The dictionary defines an Advocate as a person who publicly supports or recommends a particular cause, a protector or patron. A person who puts a case on someone else’s behalf, who speaks for, argues for, pleads for.

In Genesis 18, at the ripe old age of 99, Abraham humbly but boldly approaches God like an Advocate approaches the bench of a High Court Judge on behalf of a guilty accused (Gen 18:27). Armed with a new name and a secure covenant, Abraham begins to live out God’s promise to make him a blessing to all families on earth (Gen 12:2-3; 17:5).

In this extraordinary interchange, Abraham does not only plead for his nephew Lot and his family to be saved, but also for the contemptible Canaanites who live in Sodom. Like an Advocate for a monstrous criminal, Abraham pleads with God to save his disgraceful client. He begs the just Judge to spare the city’s wicked inhabitants on account of the righteous few who live among them.

In this unique chapter, Abraham points us to the Lord Jesus Christ, the only righteous Advocate qualified to represent sinners in the High Court of heaven. We get a glimpse of our great High Priest, who intercedes and prays to God on behalf of every believer. May this image remind us that we will never face any difficulty alone, as Jesus is pleading our case in the throne room of heaven (Rom 8:34).

My prayer is that this text may encourage us to live as God’s royal Priests (1 Peter 2:9), soft-hearted and bold like Abraham, always ready to serve and intercede in prayer on behalf of our family, friends, city, nation and world– even our worst enemies (Matt 5:44).
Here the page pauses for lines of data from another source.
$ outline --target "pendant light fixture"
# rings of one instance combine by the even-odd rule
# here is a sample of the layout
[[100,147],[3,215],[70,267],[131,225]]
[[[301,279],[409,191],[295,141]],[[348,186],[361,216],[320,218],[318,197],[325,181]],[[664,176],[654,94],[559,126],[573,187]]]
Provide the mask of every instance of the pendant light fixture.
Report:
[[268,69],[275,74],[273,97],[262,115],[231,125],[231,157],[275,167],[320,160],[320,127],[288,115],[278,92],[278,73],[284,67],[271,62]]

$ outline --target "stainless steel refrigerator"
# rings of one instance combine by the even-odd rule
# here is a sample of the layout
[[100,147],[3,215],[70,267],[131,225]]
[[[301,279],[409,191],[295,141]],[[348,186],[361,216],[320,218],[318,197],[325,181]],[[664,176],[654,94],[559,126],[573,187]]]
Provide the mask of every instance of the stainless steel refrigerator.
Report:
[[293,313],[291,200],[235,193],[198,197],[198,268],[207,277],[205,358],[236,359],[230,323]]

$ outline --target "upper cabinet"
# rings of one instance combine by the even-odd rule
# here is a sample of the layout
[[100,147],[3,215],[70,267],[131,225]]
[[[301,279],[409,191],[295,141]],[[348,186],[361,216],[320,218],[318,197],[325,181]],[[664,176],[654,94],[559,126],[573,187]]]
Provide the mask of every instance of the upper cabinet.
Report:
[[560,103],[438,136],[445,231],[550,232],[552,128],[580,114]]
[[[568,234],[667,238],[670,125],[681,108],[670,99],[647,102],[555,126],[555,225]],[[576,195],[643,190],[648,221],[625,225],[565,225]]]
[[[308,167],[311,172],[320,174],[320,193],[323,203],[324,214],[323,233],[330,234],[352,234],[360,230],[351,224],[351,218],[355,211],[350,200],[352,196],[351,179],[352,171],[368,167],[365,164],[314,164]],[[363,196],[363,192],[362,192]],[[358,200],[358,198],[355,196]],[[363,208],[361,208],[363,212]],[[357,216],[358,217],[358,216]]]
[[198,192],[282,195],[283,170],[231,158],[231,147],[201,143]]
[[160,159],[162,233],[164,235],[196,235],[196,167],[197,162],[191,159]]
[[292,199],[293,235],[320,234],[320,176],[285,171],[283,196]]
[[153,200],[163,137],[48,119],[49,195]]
Only the gospel can spare sinners from the judgment to come (2 Peter 2:6; 9).

Our text today is Gen 18:22-33:

22 So the men turned from there and went toward Sodom, but Abraham still stood before the Lord. 23 Then Abraham drew near and said, “Will you indeed sweep away the righteous with the wicked? 24 Suppose there are fifty righteous within the city. Will you then sweep away the place and not spare it for the fifty righteous who are in it? 25 Far be it from you to do such a thing, to put the righteous to death with the wicked, so that the righteous fare as the wicked! Far be that from you! Shall not the Judge of all the earth do what is just?” 26 And the Lord said, “If I find at Sodom fifty righteous in the city, I will spare the whole place for their sake.”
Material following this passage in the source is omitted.